DonTigny memiliki postulat bahwa disfungsi SIJ dapat menyerupai bahkan


mempercepat terjadinya nyeri diskus lumbar. Fungsi normal SIJ memungkinkan terjadinya
sedikit peningkatan rotasi tubuh dan gangguan pada fungsi SIJ akan menyebabkan
peningkatan stres torsional pada diskus. Sakrum akan tergelincir ke kaudal dan ventral saat
berjalan dan bila disfungsi ini terjadi akan meningkatkan vibrasi pada aspek superior sakrum,
menyebabkan peningkatan beban pada diskus lumbosakral. Peningkatan tekanan
intraabdominal dapat menyebar ke tulang innominate pada sakrum, meregangkan akar saraf
dan meningkatkan beban diskus sehingga terjadi degenerasi dan herniasi diskus. Dengan
kata lain, LBP pada disfungsi SIJ dapat mendahului herniasi diskus sebagai faktor
kausatif daripada herniasi diskus menyebabkan LBP.

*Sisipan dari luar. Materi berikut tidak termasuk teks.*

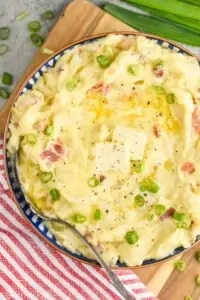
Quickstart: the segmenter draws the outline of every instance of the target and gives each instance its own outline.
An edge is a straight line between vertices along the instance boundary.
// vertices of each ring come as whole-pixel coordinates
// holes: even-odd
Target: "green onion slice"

Kehamilan juga merupakan bukti bahwa disfungsi SIJ secara signifikan menyebabkan LBP.
Akibat pelepasan relaxin saat kehamilan sehingga SIJ menjadi lebih mobile dan disfungsi gaya
berjalan, nyeri, serta nyeri tekan pernah dilaporkan. Hal ini terjadi akibat beban dari bagian
anterior pelvis meningkat dan melemahnya otot penyangga pelvis, rotasi anterior dapat terjadi.
Relaxin juga melemahkan ligamen sehingga lebih rentan terhadap cedera.

1. Hipermobilisasi

Disfungsi SIJ kadang-kadang disebut sebagai "ketidakstabilan SIJ " atau


"insufisiensi SIJ " karena kurangnya dukungan ligamen yang kuat dan stabil sudah tidak
bisa lagi dipertahankan. Ketika sendi hipermobile atau longgar, sendi ini diklasifikasikan
sebagai disfungsi ekstra artikular karena gerakan sendi abnormal merupakan akibat
daripada ligamen yang melemah, terluka, atau disposisi, sedang pada sendi itu sendi itu
sendiri berada dalam keaadaan yang sehat dan mempunyai stuktural yang normal.

SIJ sendiri jarang menunjukkan perubahan degeneratif, seperti artritis, sehingga


proses disfungsi dan degeratif ini membutuhkan waktu yang lama untuk tampak adanya
gejala dari disfungsi SIJ.

Seperti yang dijelaskan sebelumnya, ketidakseimbangan hormon, terutama yang


berhubungan dengan kehamilan dan hormone relaksin, juga dapat menyebabkan
kelemahan ligamen yang mana menyumbang kepada melemahnya struktur sendi
sakroiliaka. Selama kehamilan, hormone relaksin berfungsi untuk memberikan efek pada
jalan lahir dengan menyebabkan distensi pada panggul perempuan secara alami. Nyeri
sendi panggul pada wanita pasca kehamilan diperkirakan berasal dari ketidakmampuan
ligamen untuk kembali pada bentuk normal sebelum hamil. Perempuan yang telah
melahirkan bayi besar atau proses melahirkan yang lama juga rentan untuk terjadinya
ketidakstabilan dan nyeri SIJ yang kronis.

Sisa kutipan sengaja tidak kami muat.